O objetivo era evitar aglomerações, em um momento em que o Brasil ainda sofre os efeitos da pandemia.
Segundo o Palácio do Planalto, o evento reuniu de 1.000 a 2.000 apoiadores, números inferiores aos cerca de 30 mil do ano passado, quando as comemorações foram na Esplanada dos Ministérios.
No ano passado, o presidente não realizou pronunciamentos em rádio e televisão. Em um vídeo distribuído pela Secom, atacou adversários. “A independência de nada vale se não tivermos liberdade. Esta, por tantas e tantas vezes, ameaçada por brasileiros que não têm outro propósito a não ser o poder pelo poder”.
O presidente havia aproveitado a cerimônia para fazer um gesto público de apoio ao então ministro Sergio Moro (Justiça), desfilando abraçado a ele. Bolsonaro havia causado constrangimento ao ex-juiz ao sinalizar a troca no comando da Polícia Federal. O tema retornou neste ano e, em abril, Moro pediu demissão e acusou o chefe do Executivo de interferência política na PF.
O governo federal também havia adotado o slogan “Vamos valorizar o que é nosso”, em um contexto de críticas internacionais por conta das queimadas na Amazônia.
Antes do evento, Bolsonaro havia tuitado uma foto ao lado de Silvio Santos (SBT) e do bispo Edir Macedo (Universal e dono da Record TV), seus convidados especiais. No ano passado, mesmo diante de uma crise fiscal, Bolsonaro aumentou o desembolso para promover a cerimônia cívica.
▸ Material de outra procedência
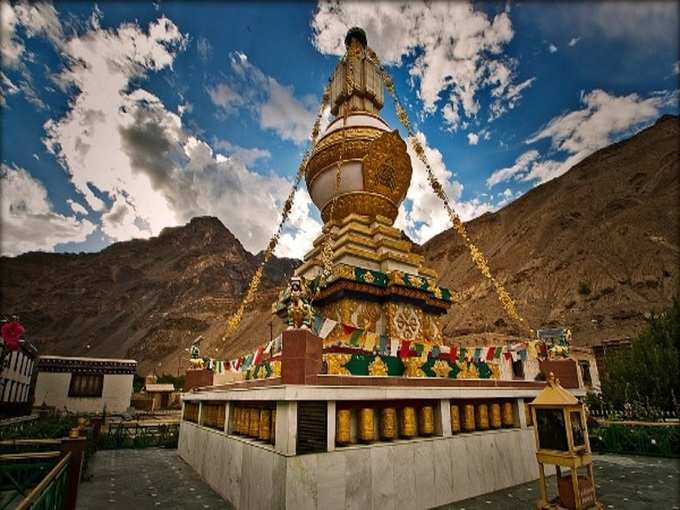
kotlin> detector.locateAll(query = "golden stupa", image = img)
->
[277,28,451,344]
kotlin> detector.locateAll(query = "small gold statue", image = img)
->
[288,276,314,329]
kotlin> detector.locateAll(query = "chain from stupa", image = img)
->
[224,29,528,343]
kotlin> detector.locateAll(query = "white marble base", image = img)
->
[179,422,538,510]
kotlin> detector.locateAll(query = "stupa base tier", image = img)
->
[178,385,552,510]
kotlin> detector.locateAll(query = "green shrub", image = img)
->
[590,423,680,458]
[602,299,680,414]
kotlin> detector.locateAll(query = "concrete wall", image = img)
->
[34,372,133,413]
[178,421,284,509]
[179,422,538,510]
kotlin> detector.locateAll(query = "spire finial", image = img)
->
[345,27,368,48]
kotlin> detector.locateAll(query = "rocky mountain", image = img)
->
[0,217,300,373]
[423,116,680,344]
[0,116,680,373]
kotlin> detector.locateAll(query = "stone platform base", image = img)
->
[179,422,538,510]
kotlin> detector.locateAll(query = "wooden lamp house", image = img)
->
[529,373,602,510]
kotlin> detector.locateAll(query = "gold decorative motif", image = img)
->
[399,406,418,438]
[404,357,425,377]
[457,361,479,379]
[335,409,352,445]
[463,404,475,432]
[323,354,352,375]
[387,303,423,340]
[310,126,385,156]
[418,406,434,436]
[503,402,515,427]
[423,313,444,345]
[491,403,501,429]
[477,404,489,430]
[368,356,387,376]
[451,404,460,434]
[321,191,399,223]
[248,409,260,437]
[487,363,501,379]
[432,360,451,377]
[359,407,375,443]
[380,407,397,441]
[362,131,412,204]
[257,409,272,443]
O contrato assinado pela gestão pública para a montagem e organização da cerimônia militar previa um custo de R$ 971,5 mil, 15% mais do que no ano anterior, em valores corrigidos pela inflação (IPCA). A Secom foi procurada, mas não informou o valor gasto com a cerimônia deste ano.
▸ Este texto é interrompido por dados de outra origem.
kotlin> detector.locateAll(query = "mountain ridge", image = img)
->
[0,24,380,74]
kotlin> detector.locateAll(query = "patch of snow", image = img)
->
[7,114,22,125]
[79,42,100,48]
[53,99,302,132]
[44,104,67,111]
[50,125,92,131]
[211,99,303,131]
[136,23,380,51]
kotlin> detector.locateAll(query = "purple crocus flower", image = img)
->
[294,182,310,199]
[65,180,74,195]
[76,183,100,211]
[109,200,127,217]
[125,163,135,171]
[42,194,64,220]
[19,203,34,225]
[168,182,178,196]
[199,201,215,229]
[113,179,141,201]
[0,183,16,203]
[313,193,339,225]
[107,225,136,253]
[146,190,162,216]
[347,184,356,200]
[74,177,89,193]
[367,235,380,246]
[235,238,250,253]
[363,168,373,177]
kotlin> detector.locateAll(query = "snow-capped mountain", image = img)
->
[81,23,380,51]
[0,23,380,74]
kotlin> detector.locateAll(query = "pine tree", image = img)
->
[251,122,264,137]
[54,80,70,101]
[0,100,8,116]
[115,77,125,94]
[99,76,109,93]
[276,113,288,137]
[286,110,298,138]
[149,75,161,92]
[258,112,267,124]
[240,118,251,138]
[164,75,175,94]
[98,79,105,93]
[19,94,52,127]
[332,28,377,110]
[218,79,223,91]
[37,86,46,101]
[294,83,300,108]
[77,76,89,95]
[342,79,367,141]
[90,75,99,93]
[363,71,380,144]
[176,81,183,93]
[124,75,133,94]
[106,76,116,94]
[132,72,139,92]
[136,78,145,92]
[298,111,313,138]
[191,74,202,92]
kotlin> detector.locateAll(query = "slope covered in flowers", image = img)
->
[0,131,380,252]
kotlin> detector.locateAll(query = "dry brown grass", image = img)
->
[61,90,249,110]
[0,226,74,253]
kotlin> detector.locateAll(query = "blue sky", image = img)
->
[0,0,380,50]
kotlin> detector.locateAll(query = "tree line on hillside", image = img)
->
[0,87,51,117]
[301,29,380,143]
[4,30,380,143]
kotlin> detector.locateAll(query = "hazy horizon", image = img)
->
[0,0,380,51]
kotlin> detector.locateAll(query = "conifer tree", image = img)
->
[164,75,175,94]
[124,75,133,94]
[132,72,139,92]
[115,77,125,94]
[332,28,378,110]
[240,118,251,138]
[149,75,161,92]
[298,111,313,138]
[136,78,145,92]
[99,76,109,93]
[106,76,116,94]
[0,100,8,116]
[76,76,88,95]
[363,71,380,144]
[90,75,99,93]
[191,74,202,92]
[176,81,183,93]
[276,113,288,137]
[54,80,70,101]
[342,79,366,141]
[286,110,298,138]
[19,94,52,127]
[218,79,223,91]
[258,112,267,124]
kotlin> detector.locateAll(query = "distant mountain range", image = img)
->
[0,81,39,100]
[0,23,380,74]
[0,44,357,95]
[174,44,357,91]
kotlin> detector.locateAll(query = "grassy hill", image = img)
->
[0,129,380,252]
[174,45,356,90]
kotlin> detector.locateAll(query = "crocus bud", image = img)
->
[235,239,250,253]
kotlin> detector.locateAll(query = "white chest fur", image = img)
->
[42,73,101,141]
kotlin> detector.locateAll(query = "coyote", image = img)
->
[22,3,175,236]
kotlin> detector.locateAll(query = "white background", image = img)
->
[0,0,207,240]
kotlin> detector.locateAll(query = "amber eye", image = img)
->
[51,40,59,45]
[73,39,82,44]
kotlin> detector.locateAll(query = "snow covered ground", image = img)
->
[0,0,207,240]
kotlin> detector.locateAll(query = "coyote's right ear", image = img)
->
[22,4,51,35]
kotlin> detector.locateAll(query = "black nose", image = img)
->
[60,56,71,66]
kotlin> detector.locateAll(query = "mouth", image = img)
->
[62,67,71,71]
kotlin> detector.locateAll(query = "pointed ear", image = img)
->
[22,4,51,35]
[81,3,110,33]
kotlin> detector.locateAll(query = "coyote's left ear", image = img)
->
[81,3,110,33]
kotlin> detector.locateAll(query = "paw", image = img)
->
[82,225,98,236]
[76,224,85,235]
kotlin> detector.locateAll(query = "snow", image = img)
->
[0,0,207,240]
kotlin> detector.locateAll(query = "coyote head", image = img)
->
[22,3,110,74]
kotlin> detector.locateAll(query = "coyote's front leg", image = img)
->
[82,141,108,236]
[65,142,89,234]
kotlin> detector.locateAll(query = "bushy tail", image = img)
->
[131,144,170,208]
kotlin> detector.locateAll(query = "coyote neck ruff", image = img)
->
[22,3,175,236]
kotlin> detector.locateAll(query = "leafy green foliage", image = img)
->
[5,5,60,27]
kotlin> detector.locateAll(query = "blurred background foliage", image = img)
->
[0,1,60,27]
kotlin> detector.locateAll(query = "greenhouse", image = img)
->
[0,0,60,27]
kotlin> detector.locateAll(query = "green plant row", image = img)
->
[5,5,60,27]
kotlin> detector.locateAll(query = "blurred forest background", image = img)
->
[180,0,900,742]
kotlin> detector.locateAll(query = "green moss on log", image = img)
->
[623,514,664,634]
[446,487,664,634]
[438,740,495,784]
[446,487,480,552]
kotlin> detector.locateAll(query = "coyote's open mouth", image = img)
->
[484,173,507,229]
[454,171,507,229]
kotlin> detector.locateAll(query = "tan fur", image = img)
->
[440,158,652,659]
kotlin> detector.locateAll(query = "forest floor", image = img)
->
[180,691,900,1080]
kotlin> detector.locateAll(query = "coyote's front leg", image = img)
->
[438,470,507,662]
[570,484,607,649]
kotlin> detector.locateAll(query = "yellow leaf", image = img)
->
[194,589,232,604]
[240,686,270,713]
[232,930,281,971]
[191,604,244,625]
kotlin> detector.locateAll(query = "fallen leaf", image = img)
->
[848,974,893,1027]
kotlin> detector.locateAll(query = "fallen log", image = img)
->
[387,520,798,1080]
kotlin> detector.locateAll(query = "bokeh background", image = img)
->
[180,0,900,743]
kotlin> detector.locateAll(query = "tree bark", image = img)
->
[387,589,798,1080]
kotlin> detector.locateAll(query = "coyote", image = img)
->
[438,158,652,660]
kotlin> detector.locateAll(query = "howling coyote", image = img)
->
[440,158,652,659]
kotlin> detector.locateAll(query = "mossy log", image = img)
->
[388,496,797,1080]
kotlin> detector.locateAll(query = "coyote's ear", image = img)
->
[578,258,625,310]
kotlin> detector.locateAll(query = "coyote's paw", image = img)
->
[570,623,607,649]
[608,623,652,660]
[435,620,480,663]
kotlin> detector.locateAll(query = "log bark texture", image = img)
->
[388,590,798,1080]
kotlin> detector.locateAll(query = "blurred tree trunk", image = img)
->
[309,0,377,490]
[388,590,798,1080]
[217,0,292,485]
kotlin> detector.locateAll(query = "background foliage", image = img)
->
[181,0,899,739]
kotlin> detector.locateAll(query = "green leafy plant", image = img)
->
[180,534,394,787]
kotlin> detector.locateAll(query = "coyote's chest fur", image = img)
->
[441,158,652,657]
Neste ano, a mudança no formato e dimensões não evitou aglomerações. O ato de 16 minutos de duração fez as pessoas, muitas delas sem máscara, se amontoarem para chegar perto do presidente Jair Bolsonaro, da primeira-dama, Michelle, e de ministros.
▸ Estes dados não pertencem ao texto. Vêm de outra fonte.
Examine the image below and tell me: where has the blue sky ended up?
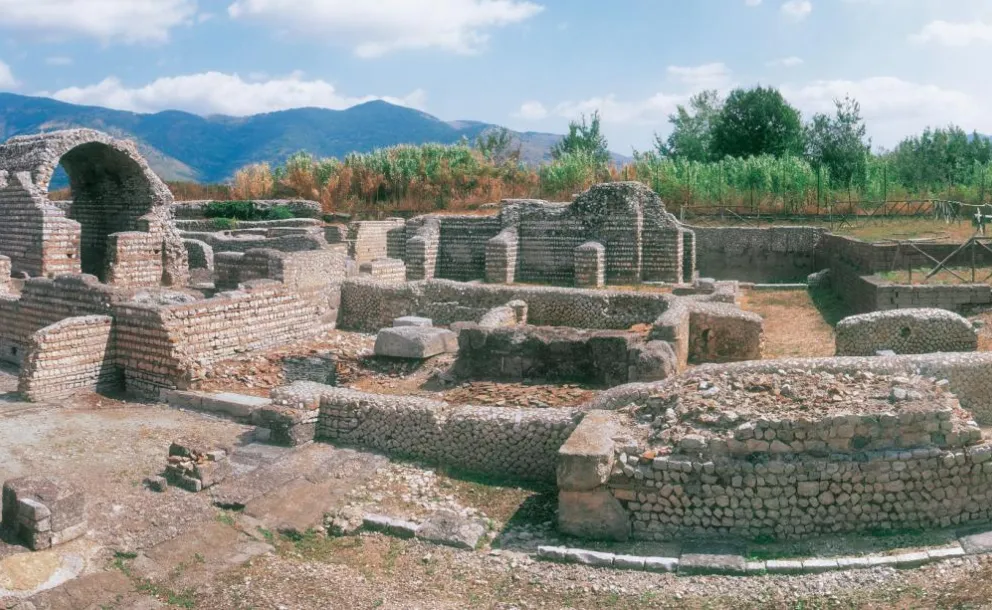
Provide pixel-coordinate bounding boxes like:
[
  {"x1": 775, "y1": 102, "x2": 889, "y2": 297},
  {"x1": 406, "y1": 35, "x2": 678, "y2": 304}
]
[{"x1": 0, "y1": 0, "x2": 992, "y2": 153}]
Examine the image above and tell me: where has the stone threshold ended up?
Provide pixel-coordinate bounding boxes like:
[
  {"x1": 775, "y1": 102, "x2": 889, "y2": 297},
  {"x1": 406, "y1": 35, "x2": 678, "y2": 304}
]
[{"x1": 534, "y1": 531, "x2": 972, "y2": 576}]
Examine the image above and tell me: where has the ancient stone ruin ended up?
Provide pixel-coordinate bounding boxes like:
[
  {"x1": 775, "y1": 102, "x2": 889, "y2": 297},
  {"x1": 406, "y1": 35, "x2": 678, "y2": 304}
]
[{"x1": 0, "y1": 130, "x2": 992, "y2": 600}]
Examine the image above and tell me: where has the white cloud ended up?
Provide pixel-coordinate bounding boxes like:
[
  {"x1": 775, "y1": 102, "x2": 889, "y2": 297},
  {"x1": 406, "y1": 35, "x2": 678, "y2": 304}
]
[
  {"x1": 228, "y1": 0, "x2": 544, "y2": 58},
  {"x1": 910, "y1": 20, "x2": 992, "y2": 47},
  {"x1": 40, "y1": 72, "x2": 426, "y2": 116},
  {"x1": 782, "y1": 0, "x2": 813, "y2": 21},
  {"x1": 765, "y1": 55, "x2": 803, "y2": 68},
  {"x1": 0, "y1": 0, "x2": 196, "y2": 43},
  {"x1": 513, "y1": 101, "x2": 548, "y2": 121},
  {"x1": 668, "y1": 62, "x2": 730, "y2": 90},
  {"x1": 781, "y1": 76, "x2": 992, "y2": 147},
  {"x1": 0, "y1": 61, "x2": 17, "y2": 89}
]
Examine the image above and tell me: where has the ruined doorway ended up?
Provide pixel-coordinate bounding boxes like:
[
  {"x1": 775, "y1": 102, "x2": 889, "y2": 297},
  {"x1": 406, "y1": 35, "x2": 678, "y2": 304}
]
[{"x1": 60, "y1": 142, "x2": 156, "y2": 281}]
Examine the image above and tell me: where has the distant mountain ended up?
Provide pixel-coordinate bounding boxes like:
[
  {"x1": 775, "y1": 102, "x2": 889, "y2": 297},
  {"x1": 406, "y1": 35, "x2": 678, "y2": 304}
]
[{"x1": 0, "y1": 93, "x2": 627, "y2": 182}]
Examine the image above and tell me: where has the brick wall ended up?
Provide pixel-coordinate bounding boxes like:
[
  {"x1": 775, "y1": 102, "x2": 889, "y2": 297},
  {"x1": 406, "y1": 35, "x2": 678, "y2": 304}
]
[
  {"x1": 436, "y1": 216, "x2": 501, "y2": 281},
  {"x1": 348, "y1": 219, "x2": 406, "y2": 264},
  {"x1": 17, "y1": 316, "x2": 121, "y2": 402}
]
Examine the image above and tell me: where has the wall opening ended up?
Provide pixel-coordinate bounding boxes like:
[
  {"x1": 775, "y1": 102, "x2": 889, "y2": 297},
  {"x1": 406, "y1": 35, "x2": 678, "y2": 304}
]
[{"x1": 61, "y1": 142, "x2": 155, "y2": 281}]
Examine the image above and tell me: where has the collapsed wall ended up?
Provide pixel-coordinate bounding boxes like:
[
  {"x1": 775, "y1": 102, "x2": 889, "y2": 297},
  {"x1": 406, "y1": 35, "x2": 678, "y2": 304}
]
[
  {"x1": 690, "y1": 226, "x2": 827, "y2": 283},
  {"x1": 272, "y1": 382, "x2": 581, "y2": 481},
  {"x1": 558, "y1": 365, "x2": 992, "y2": 541}
]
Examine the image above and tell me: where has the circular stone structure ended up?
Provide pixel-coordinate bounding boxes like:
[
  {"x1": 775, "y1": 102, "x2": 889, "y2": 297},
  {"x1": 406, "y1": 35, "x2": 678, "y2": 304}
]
[
  {"x1": 836, "y1": 309, "x2": 978, "y2": 356},
  {"x1": 559, "y1": 369, "x2": 992, "y2": 541}
]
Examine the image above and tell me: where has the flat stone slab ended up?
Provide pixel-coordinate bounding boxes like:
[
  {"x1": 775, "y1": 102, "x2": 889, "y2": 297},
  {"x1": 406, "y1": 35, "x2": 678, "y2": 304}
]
[
  {"x1": 393, "y1": 316, "x2": 434, "y2": 328},
  {"x1": 417, "y1": 511, "x2": 486, "y2": 550},
  {"x1": 375, "y1": 326, "x2": 458, "y2": 360},
  {"x1": 958, "y1": 531, "x2": 992, "y2": 555}
]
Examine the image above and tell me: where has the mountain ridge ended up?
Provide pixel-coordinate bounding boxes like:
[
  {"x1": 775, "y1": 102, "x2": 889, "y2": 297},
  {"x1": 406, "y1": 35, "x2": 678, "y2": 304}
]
[{"x1": 0, "y1": 93, "x2": 628, "y2": 183}]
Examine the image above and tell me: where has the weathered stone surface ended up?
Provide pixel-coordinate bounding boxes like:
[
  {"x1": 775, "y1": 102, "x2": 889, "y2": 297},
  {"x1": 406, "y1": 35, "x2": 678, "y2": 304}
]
[
  {"x1": 393, "y1": 316, "x2": 434, "y2": 328},
  {"x1": 679, "y1": 553, "x2": 747, "y2": 576},
  {"x1": 837, "y1": 309, "x2": 978, "y2": 356},
  {"x1": 375, "y1": 326, "x2": 458, "y2": 360},
  {"x1": 0, "y1": 477, "x2": 86, "y2": 551},
  {"x1": 558, "y1": 489, "x2": 630, "y2": 542},
  {"x1": 362, "y1": 514, "x2": 420, "y2": 538},
  {"x1": 417, "y1": 511, "x2": 486, "y2": 550}
]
A primeira-dama se dirigiu até o público para apertar as mãos de apoiadores. À medida que ela se deslocava, dois servidores passavam oferecendo álcool em gel à plateia. Michelle ouviu gritos de "mita", em alusão ao apelido do marido.
Filho mais velho do presidente, o senador Flávio Bolsonaro (Republicanos-RJ) se aproximou de máscara, mas tirou o equipamento de proteção para fazer selfies com eleitores. O senador e Michelle são personagens do suposto esquema de "rachadinha" envolvendo Fabrício Queiroz, amigo do presidente e ex-assessor de Flávio.
Bolsonaro chegou no no Rolls Royce presidencial com crianças que, em sua maioria, estavam sem máscara, assim como o presidente. De acordo com a Secom (Secretaria de Comunicação da Presidência), eram filhos de autoridades e convidados.
Também participaram da cerimônia comandantes das Forças Armadas e ministros do atual governo. Alguns deles, como Paulo Guedes (Economia), foram exaltados pelo público presente.
O presidente do Supremo Tribunal Federal, ministro Dias Toffoli, chegou sem ser notado pelo público. Mas o presidente do Senado, Davi Alcolumbre (DEM-AP), foi vaiado ao sair do carro. O presidente da Câmara, Rodrigo Maia (DEM-RJ), mais uma vez não participou. Maia vive uma relação tensa com Bolsonaro e deu sinais de rompimento com Paulo Guedes.
Após o evento, Bolsonaro participou de almoço com Toffoli e demais ministros na residência do secretário especial de Assuntos Estratégicos, o almirante Flávio Rocha.